Эсси проснулась на рассвете, задолго до того, как нежный перезвон колоколов возвестил о приближении радости. Утром в Рождество сам ветер вносит музыку колоколов в каждый дом, подумалось ей. Это день пения и праздника. Все-все, даже самые бедняки, сочиняют для себя уютное торжество у очага и находят друг для друга душевное тепло.
Каждому домочадцу Эсси любовно наполнила его персональный чулок: шиллинг, апельсин, шоколадка, несколько грецких орехов, вязаные носки для мальчиков, новый шарф с беретиком и несколько лавандовых саше для Сельмы. Ах, как бы мне хотелось подарить им что-то более значительное, чем эти маленькие знаки внимания… Впрочем, нас еще ждет прекрасный праздничный ужин – каких только приправ и гарниров я не наготовила! – а потом сливовый пудинг и традиционная сладкая пшеничная каша в горшочке и сладкие пирожки для гостей.
Завтра из Брэдфорда приезжает Рут, привезет подарки. Она в свое время служила в хорошем месте, потом вышла замуж за младшего сортировщика шерсти, тот преуспел в своем деле и хорошо их обеспечил. Жаль, у них нет своих малышей, вся нерастраченная доброта достается ее, Эсси, детям. Да, в этом году они ни в чем не нуждались.

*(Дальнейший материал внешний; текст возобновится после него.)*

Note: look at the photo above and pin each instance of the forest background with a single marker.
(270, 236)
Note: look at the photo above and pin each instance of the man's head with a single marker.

Всего лишь два дня назад ей довелось обряжать старую миссис Маршалл, которая умерла во сне, добросовестно подготовившись к событию: заранее облачилась в лучшую ночную сорочку и сложила монетки в верхний ящик комода.
Обрядить умершего – это искусство: покойный должен сохранить достоинство. Вот ты и стараешься подоткнуть места, которые могут потечь, обмыть тело, одеть, подвязать подбородок, причесать волосы и сменить белье, пока не пришли прощаться первые гости.
Миссис Маршалл была хорошей женщиной, простой, но доброй, ее будет не хватать на еженедельном женском собрании. Сын и вдовец остались довольны тем, как Эсси выполнила работу, и оставили ей на комоде два флорина – эта благодарность оказалась очень кстати накануне приближающегося праздника.
Нет, нельзя сказать, что Эйса плохо зарабатывает. Просто надо и ренту платить, и повседневные расходы растут… Вот и выходит, что мы аккуратно сводим концы с концами. Мальчики подрастают: им нужны хорошая обувь, крепкие штаны и рубашки. Хорошо бы и для Сельмы что-нибудь приберечь, сшить ей несколько новых юбок и блузок – шутка ли, помощник учителя! Да и пора ей носить хороший корсет, формы-то уже требуют… Что ж, работой нас Господь не обделил, нужды мы не знаем.
Пробираясь вниз по темной лестнице и освещая себе лампой дорогу, Эсси с улыбкой подметила, что по всему дому Сельма рассыпала украшения – тут зеленые хвойные лапы, там зимние ягодки, на двери в кухню – соединенные святым крестом ветки. Они не наряжали елку, Эйса почитал это дикарством – к чему рубить укрытие, в котором смогут согреться зимние птахи? Но одну свечу в окне в канун Рождества он все-таки зажигал – словно звездочку, которая направит на путь истинный тех, кто пребывает в темном невежестве.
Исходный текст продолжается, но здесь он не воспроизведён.